Cela commence comme un pastiche de Proust ("Longtemps, j’ai été un enfant triste."), mais en l’occurrence, il ne faut pas rechercher bien longtemps pour savoir où se trouve le temps perdu. Le temps perdu, c’est, pour le lecteur, le premier quart, sinon le premier tiers de l’ouvrage, déferlement effrayant et assommant d’une logorrhée de bateleur d’un autre âge, multipliant au fil des pages les roulements de tambour pour nous dire qu’il va faire au lieu de passer tout de suite à l’action. Bien évidemment, le nez rouge qui orne la couverture a quelque chose d’un peu conventionnel, nous semble-t-il, mais Yves Cusset nous promet du nouveau, de l’inédit, du révolutionnaire, Ladies and Gentlemen, sur la question du comique : jusqu’à présent, on s’était demandé ce que la philosophie pouvait apporter au rire ; lui va montrer tout ce que le rire peut apporter à la philosophie. D’ailleurs, qu’on ne s’y trompe pas : même s’il ne cesse d’en faire l’article, Yves Cusset a intitulé son essai Rire, et non Le Rire. L’infinitif du verbe et non le nom, parce que le concept ne l’intéresse que très modérément. Lui serait ou ferait plutôt dans l’intuition.

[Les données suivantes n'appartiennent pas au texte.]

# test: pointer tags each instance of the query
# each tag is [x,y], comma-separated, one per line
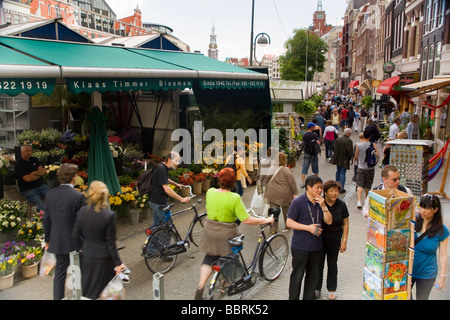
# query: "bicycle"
[164,243]
[231,276]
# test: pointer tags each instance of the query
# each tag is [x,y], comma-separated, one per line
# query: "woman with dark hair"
[334,236]
[431,234]
[224,209]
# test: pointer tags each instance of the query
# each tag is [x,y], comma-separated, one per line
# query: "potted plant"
[11,216]
[29,259]
[8,263]
[198,182]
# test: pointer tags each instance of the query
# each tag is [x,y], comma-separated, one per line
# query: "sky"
[192,21]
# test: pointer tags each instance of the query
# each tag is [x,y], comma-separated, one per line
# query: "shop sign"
[389,67]
[77,86]
[13,87]
[232,84]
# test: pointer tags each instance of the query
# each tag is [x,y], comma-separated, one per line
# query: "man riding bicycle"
[161,190]
[224,208]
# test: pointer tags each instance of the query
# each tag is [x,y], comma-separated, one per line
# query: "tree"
[293,62]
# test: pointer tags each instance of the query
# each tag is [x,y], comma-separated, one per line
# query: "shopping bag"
[257,200]
[48,262]
[114,290]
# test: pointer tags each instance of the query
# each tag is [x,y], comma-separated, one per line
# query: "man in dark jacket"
[61,207]
[342,154]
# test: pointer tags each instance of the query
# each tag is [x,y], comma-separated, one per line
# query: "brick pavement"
[350,263]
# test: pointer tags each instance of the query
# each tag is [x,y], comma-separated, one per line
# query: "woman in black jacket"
[95,234]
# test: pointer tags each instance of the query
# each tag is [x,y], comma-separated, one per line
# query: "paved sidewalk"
[350,263]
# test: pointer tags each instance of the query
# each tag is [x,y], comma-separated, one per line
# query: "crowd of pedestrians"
[319,220]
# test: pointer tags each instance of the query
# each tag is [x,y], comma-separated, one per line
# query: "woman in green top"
[224,208]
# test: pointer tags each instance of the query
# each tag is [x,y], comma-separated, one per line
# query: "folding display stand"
[389,250]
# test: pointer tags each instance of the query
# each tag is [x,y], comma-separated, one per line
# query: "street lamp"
[261,39]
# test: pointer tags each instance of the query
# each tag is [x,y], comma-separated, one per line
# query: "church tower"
[319,20]
[212,51]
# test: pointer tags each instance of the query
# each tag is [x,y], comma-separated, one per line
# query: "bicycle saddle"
[237,241]
[274,211]
[167,208]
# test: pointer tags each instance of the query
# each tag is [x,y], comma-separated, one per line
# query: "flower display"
[11,215]
[30,255]
[8,265]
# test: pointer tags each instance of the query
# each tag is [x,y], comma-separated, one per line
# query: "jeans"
[34,195]
[329,148]
[159,215]
[304,262]
[340,175]
[313,160]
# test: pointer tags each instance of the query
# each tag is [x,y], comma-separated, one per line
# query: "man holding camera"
[305,216]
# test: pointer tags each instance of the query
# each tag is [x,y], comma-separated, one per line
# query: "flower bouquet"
[30,256]
[11,214]
[8,265]
[4,165]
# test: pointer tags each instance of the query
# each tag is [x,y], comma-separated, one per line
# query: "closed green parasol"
[100,161]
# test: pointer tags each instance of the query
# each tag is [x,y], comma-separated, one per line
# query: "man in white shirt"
[394,129]
[391,180]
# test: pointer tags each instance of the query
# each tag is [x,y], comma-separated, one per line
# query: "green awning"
[16,65]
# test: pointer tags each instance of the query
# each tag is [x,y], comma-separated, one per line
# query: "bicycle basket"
[231,268]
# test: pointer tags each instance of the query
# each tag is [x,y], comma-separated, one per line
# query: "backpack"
[144,182]
[371,156]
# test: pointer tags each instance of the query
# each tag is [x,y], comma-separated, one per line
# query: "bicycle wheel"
[218,288]
[197,230]
[273,257]
[155,259]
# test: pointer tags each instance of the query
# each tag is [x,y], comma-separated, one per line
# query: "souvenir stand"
[411,157]
[389,249]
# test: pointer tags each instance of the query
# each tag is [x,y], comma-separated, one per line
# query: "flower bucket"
[198,188]
[134,214]
[206,185]
[5,237]
[7,281]
[30,271]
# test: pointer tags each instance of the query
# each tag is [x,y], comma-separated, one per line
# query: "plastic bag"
[48,263]
[114,290]
[257,200]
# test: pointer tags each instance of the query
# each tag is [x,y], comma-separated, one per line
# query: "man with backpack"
[160,189]
[311,143]
[364,153]
[391,180]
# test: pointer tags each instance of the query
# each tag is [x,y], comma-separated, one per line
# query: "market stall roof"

Le profane que nous sommes croit se souvenir que Bergson avait déjà en substance posé la question de la différence entre le nom et le verbe quand il avait ajouté, comme sous-titre à son petit opuscule sur le rire, Essai sur la signification du comique, et s’était attardé lui-même sur la nature mystérieuse du rire, phénomène physiologique. Il nous semble aussi qu’au lieu de les opposer, on aurait pu s’interroger sur cette intime parenté du nom rire et du verbe rire (ils ne sont pas si nombreux, après tout, les infinitifs qui ont acquis le statut de substantif), mais, malgré l’ivresse verbale qui imbibe chacune de ses pages, Cusset pédale parfois dans la choucroute linguistique, confondant religere et religare en latin lorsqu’il s’interroge sur le sens du mot religion, ce qui est assez fâcheux, ou ignorant que lorsqu’on emploie un nous scientifique, même et surtout dans une phrase où l’on s’en vante, l’accord avec le sujet doit se faire au singulier. Nous n’avons pas parlé du sous-titre de l’ouvrage, Tractatus philo-comicus, qui ne veut vraiment pas dire grand-chose, en tout cas pas vraiment ce que l’auteur entend dire. Il nous répondrait sans doute qu’il convient de voir là un hommage à Ionesco ou à Jean Tardieu.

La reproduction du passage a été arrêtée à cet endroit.